Several outside firms make handsome profits when they identify duplicate payments that are undetected. Some are due to timing, inadequate internal controls and just not enough time or resources to thoroughly audit procedures. Items that are paid but not posted within the accounts payable system can be duplicated. Items that are posted and not paid can run the risk of late charges that can threaten future negotiations. That is why internal audits, account reconciliations and proof of receipt or delivery are so important. A bunch of undetected errors is all it takes to cost your organization millions in profits.

Legal orders

Legal orders such as those associated with payroll deductions for employees or vendor garnishments or tax liens are paid to a diverse population of courts, lawyers divorced spouses and so on. Timely payments are a way of reducing risk, legal exposure, and defaults that can be both costly and embarrassing. Take an inventory of legal orders or high-risk payments that must adhere to a rigid payment calendar. Consider repeat payments for fixed amount child support orders or ongoing orders that remain the same until stopped. Evaluate whether weekly checks can be combined in one monthly check or be advanced and adjusted later. Determine if one check can be used to pay multiple payees that are sent to one account. Of course, you may only be able to suggest options but must rely on the initiator to negotiate these changes.

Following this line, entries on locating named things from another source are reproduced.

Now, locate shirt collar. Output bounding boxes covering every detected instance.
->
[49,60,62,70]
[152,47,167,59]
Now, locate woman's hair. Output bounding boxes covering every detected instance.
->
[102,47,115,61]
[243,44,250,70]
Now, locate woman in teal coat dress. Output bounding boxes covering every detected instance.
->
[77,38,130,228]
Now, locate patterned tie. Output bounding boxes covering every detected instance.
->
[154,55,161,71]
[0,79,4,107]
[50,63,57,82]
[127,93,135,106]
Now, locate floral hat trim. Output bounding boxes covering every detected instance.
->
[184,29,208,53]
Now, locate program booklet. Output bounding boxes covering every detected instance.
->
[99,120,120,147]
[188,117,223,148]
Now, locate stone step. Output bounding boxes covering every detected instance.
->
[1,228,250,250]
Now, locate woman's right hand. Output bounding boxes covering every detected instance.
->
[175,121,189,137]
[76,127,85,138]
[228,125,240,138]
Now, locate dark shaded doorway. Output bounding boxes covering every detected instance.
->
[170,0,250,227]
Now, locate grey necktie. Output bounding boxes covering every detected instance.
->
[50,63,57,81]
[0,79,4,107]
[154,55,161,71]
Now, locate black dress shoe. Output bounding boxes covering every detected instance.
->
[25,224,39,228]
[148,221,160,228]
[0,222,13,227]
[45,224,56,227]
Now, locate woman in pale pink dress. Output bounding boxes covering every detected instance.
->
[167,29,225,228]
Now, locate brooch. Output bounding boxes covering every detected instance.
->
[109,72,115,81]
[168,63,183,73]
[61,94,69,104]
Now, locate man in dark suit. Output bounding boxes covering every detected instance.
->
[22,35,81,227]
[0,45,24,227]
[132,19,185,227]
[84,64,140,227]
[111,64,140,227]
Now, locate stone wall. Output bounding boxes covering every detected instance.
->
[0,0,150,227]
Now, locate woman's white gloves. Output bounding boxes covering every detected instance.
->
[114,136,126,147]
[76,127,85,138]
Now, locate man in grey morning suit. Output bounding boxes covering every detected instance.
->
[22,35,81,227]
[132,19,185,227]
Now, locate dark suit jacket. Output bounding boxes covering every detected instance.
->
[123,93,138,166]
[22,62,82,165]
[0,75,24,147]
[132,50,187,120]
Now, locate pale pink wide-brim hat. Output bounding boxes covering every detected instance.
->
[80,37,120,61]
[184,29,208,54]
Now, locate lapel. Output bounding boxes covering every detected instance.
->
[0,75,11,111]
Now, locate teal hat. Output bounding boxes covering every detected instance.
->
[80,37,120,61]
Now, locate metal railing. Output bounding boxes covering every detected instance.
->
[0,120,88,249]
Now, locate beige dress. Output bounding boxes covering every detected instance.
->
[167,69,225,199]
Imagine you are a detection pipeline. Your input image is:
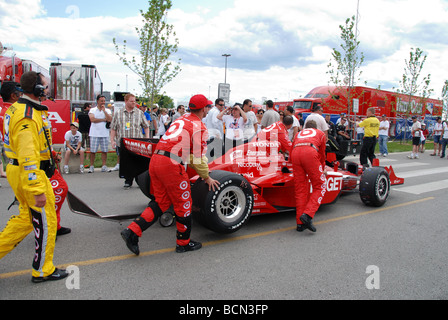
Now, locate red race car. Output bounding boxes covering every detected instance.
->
[68,138,404,233]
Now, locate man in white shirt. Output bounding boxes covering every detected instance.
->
[378,114,390,157]
[305,104,328,140]
[243,99,258,140]
[89,95,112,173]
[440,121,448,159]
[205,98,225,140]
[285,106,302,142]
[430,117,443,156]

Internal control--employee deductions and benefits

Payments for employee deductions and benefit costs links payroll and payables. Payroll takes the deduction and creates the credit entry on the general ledger that accounts payable debts when the payments are made. This is when the value of general ledger reconciliations is so critical. A large credit balance shows that the bills have not been paid while a large debt means a potential overpayment and loss to the company. This internal control saves money by identifying action items and reducing potential loss for overpayments or late payments. This should be performed by another department not associated with these payments

Establish metrics for customer service

Develop your own metrics to identify and log the source, reason, and resolution of incoming phone calls. Look for patterns that may identify training needs, communications, or focus on something that is breaking down in the system. Assign at least one person who can be your external point of contact. Do not be defensive but listen to the reason for the call and the actions needed. Encourage customer feedback and surveys to gain positive recognition through ongoing evaluations.

Take control of your audits

Take the offensive without being offensive during audits. One way of doing this is to create your own internal audit team that can do its own policing before an internal audit that may seem so threatening. The main thing is to identify your strengths and weaknesses and do something about them.

Your Next Steps

Now that you’ve got the idea, roll up your sleeves, rally your staff to step out of your comfort zones and make a real difference.

* Start by throwing down a challenge to come up with ideas that will contribute to the bottom line.

* Set up teams and make this a friendly competition

* Have fun, earn certificates and

* Share success stories with company management

* Make this an ongoing process

* Value this as an enriching experience to recognize everyone’s value

Making value-added improvements will always be in demand and may be one of the sure remedies to keep your organization competitive and more resilient to economic downturns. The recognition may not be in the form of money or an object. It could be a simple thank you from your boss, article in the company newspaper or website or just by realizing that others are more aware of your value beyond the primary services for which you are known.

By the way, I congratulate you for taking the time to read this article and encourage you to spread the word to others to make more valuable contributions.